I’ve thought about time. It does not surprise me, nor was I able to make any major or new observations. But it does not mean I didn’t think about it. Most thought is routine; you do it like the dishes or cooking the few things you know how to cook well. That is to say: you do it without volition and almost robotically. It would happen even if you weren’t thinking about it, and it would happen precisely as it would if you had your mind set on it. That is how I think about time. It occurs independently, and I don’t have to move a muscle to trigger the thought. I reckon there are topics like this for all people. For me, it is time, its passage, its importance, its monotony and its omnipresence.
I sit on this bus, as I have done many times before. Like the dishes, like writing, like everything else that I do over and over again, it has all melded into one another. There is no particular memory I have of travelling in an overnight bus. I just have a general idea of how it goes and what happened when I was on a bus once, but separating it all and sifting through it is impossible. Time has cast a patina on it all. It’s all safe and protected and forever hidden from even myself. But most of all, like all things with a little burnish on them, it is colourful and vibrant.

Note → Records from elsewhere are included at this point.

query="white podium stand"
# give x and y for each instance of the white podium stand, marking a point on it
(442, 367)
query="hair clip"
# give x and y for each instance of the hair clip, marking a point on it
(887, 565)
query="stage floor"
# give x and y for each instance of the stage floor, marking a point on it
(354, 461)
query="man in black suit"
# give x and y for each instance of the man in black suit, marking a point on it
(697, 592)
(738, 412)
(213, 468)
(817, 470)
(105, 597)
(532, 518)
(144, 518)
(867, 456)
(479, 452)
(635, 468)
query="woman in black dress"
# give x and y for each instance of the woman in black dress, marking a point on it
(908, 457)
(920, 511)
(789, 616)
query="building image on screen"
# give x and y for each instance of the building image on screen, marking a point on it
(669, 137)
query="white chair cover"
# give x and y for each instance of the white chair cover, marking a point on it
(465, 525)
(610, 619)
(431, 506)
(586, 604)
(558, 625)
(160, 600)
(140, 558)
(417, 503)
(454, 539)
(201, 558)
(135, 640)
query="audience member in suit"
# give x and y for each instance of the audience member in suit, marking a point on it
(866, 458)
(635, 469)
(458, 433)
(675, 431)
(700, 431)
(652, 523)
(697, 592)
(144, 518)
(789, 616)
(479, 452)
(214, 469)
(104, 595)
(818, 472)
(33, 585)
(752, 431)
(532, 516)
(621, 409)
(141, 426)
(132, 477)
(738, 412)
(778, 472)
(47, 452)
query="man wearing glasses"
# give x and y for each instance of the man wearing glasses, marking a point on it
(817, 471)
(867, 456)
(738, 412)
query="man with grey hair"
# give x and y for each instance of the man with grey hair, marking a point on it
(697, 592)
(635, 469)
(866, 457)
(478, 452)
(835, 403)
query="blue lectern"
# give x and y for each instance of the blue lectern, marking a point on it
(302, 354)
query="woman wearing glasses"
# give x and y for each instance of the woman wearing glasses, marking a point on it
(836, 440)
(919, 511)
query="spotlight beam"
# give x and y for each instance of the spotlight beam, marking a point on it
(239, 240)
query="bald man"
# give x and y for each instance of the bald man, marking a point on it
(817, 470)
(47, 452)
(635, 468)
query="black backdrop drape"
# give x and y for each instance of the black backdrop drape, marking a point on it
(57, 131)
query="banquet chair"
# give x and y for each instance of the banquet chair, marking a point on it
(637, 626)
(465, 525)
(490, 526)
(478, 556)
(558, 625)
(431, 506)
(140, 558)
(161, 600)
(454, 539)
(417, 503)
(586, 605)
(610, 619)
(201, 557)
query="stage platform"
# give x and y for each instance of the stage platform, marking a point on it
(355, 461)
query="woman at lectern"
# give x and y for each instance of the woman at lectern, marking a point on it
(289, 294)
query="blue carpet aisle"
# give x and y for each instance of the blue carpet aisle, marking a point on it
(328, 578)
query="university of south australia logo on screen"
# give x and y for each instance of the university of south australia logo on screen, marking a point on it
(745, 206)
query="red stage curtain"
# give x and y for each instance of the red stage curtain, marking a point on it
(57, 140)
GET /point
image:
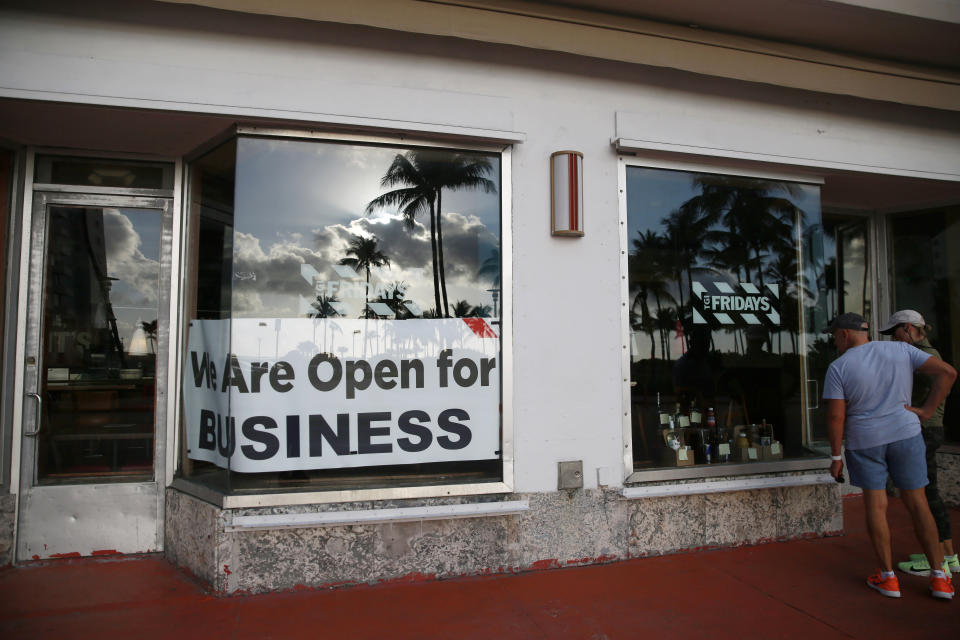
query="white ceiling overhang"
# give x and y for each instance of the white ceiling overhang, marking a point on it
(872, 53)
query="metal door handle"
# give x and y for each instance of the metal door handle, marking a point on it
(36, 432)
(815, 395)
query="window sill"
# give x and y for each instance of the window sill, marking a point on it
(376, 516)
(224, 501)
(725, 486)
(713, 471)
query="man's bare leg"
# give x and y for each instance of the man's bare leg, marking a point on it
(915, 500)
(875, 503)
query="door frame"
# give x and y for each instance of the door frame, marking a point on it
(43, 195)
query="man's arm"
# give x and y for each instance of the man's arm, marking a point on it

I reckon, in the end, it all becomes this: a collection of general ideas. I will never befriend someone new like the first few times, and indeed, I will not fall in love and know about it. It will happen and get melded with the many times I’ve experienced it before. There is nothing new to feel anymore. All the new gets sorted into a label before it even happens, and why does it happen? Time, of course; why else? It is time that blunts the effect of novelty.
Many people would think ill of this idea, and immediately, conditioned as they are to say the right thing, even when no such thing exists, they will retort by saying something that has been rinsed and repeated a million times by all sorts of people. There is always something new that can happen; they might say, not knowing that their mindless regurgitation of the idea defeats their defense on its own.